这是一个常见问题,描述为 here和 here 。以及许多其他问题。
数据为here .
两个最佳猜测:
- 我错误地分割了数据
- 我的数据集太不平衡
我的代码有什么问题吗?
import pandas as pd
import numpy as np
from sklearn.tree import DecisionTreeClassifier
from sklearn.metrics import classification_report
from sklearn.model_selection import cross_val_score
import sklearn.model_selection as cv
from sklearn.metrics import mean_squared_error as MSE
from sklearn.model_selection import train_test_split
from sklearn import metrics
from sklearn.metrics import confusion_matrix
from sklearn.metrics import accuracy_score
# Split data
Y = starbucks.iloc[:, 4]
X = starbucks.loc[:, starbucks.columns != 'offer_completed']
# Splitting the dataset into train and test
X_train, X_test, y_train, y_test = train_test_split(X, Y,
test_size=0.3,
random_state=100)
# Creating the classifier object
clf_gini = DecisionTreeClassifier(criterion = "gini",
random_state = 100,
max_depth = 3,
min_samples_leaf = 5)
# Performing training
clf_gini.fit(X_train, y_train)
# Predicton on test with giniIndex
y_pred = clf_gini.predict(X_test)
print("Predicted values:")
print(y_pred)
print("Confusion Matrix: ", confusion_matrix(y_test, y_pred))
print ("Accuracy : ", accuracy_score(y_test, y_pred)*100)

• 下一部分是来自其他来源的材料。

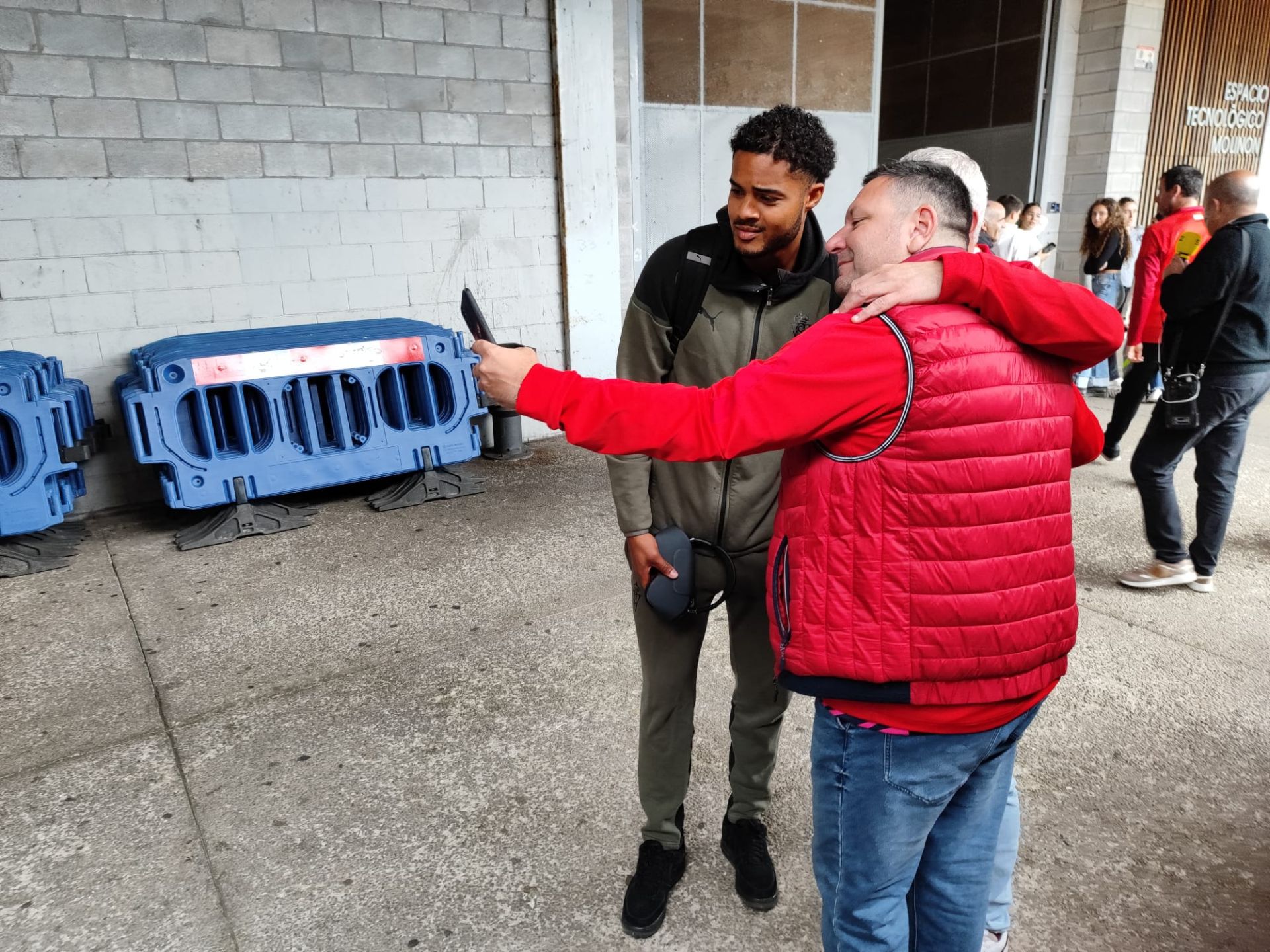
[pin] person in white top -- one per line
(1025, 241)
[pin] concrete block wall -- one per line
(1111, 114)
(177, 167)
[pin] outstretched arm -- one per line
(1053, 317)
(831, 380)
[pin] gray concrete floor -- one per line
(417, 730)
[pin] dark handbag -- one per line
(676, 598)
(1180, 397)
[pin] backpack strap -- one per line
(702, 258)
(904, 414)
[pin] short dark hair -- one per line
(1188, 178)
(1013, 204)
(935, 184)
(789, 135)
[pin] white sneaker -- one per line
(1160, 574)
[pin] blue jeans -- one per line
(1107, 288)
(1001, 894)
(905, 832)
(1226, 403)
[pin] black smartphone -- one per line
(476, 320)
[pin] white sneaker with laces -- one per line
(1160, 574)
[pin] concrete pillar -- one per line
(1111, 114)
(588, 184)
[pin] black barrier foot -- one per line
(508, 444)
(40, 551)
(244, 518)
(425, 487)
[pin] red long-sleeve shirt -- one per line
(843, 383)
(1159, 244)
(780, 403)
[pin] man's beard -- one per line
(775, 244)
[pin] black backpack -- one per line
(706, 249)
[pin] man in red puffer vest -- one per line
(922, 579)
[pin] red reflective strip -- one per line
(306, 360)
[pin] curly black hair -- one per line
(790, 135)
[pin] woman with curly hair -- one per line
(1105, 245)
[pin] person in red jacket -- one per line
(922, 576)
(1177, 200)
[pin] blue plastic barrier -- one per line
(292, 409)
(46, 429)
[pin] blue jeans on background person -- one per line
(1107, 287)
(905, 833)
(1001, 894)
(1226, 403)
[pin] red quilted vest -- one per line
(939, 571)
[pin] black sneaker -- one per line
(745, 843)
(650, 889)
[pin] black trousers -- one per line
(1226, 403)
(1137, 383)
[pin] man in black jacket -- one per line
(1236, 376)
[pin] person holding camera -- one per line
(1216, 353)
(1177, 200)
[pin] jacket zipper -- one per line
(765, 299)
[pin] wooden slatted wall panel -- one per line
(1205, 45)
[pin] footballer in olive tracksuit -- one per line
(770, 280)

print("Report : ", classification_report(y_test, y_pred))
y_pred_gini = prediction(X_test, clf_gini)
cal_accuracy(y_test, y_pred_gini)
Predicted values:
[0. 0. 0. ... 0. 0. 0.]
Confusion Matrix: [[36095 0]
[ 0 8158]]
Accuracy : 100.0
当我打印 X 时,它显示 offer_completed
已被删除。
X.dtypes
offer_received int64
offer_viewed float64
time_viewed_received float64
time_completed_received float64
time_completed_viewed float64
transaction float64
amount float64
total_reward float64
age float64
income float64
male int64
membership_days float64
reward_each_time float64
difficulty float64
duration float64
email float64
mobile float64
social float64
web float64
bogo float64
discount float64
informational float64
最佳答案
拟合模型并检查特征重要性,您可以看到除了 total_reward
之外,它们全部为零。然后投资这样的列你会得到:
df.groupby(target)['total_reward'].describe()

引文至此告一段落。